Under the Data Protection Act organisations must process personal data fairly and lawfully. Sensitive personal data, including information about someone's sexual life or "the commission or alleged commission by him of any offence", should not be processed unless under strict conditions. However, a Data Protection (Processing of Sensitive Personal Data) Order does specify conditions in which organisations can legally disclose sensitive personal data.

Under the Order sensitive personal data can be disclosed if it is in the "substantial public interest" to do so, and as long as the information "is in connection with the commission by any person of any unlawful act (whether alleged or established)", or connected to a number of other acts. The information must also be for a "special purpose", which includes for journalistic, artistic or literary purposes.

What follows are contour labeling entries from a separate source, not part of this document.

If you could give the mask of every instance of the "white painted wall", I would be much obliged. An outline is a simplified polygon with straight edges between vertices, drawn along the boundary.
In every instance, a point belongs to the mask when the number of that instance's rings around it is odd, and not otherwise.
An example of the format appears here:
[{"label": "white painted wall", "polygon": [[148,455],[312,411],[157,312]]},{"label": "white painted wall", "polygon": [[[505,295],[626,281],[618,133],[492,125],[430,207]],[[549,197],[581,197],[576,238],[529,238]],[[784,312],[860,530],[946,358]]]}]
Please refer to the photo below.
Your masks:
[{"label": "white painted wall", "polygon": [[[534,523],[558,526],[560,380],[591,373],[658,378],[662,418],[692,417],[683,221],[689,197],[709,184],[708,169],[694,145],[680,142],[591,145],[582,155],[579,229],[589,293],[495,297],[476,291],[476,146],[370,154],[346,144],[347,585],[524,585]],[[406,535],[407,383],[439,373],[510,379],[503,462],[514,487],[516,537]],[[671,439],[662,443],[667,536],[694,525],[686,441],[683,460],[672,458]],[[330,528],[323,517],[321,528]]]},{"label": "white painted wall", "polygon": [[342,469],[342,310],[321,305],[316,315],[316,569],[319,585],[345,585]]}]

Finally, the organisation must also consider that the data may be published so should "reasonably believe" that publication would be in the public interest.

The Tribunal said that, whilst there was "public interest in disclosure" of the data on sexual offences, there was not the "substantial public interest" required for the information to be disclosed.

"The evidence falling within the relevant period, did not substantiate a widespread concern as to the subject matters of the letter of request, a prevalence of sex offender activity in the schools in the Torbay area or of police incompetence or neglect in following this up," the Tribunal ruling said.

"It was not enough, in the Tribunal’s view, that sexual offences by teachers or others in positions of trust was a matter of keen interest to the public.  This, on its own, did not make disclosure 'in the substantial public interest'," it said.

The Tribunal said it had weighted the "wholly understandable concerns" of the public around child sex offences against "the detrimental effects that disclosure could have," citing the chances of "vigilantism" occurring which may cause individuals to "disappear". The Tribunal also said that the public's "need for reassurance was not as necessary or compelling" as Smith had argued because the information she wanted to be released was already contained as part of other sex offender statistics that had already been published.

"The Tribunal felt overall, although it did consider this to be a finely balanced judgement, that the outstanding answers to the letter of request would be more a matter 'of interest' to the public than disclosure 'in the substantial public interest'," the ruling said.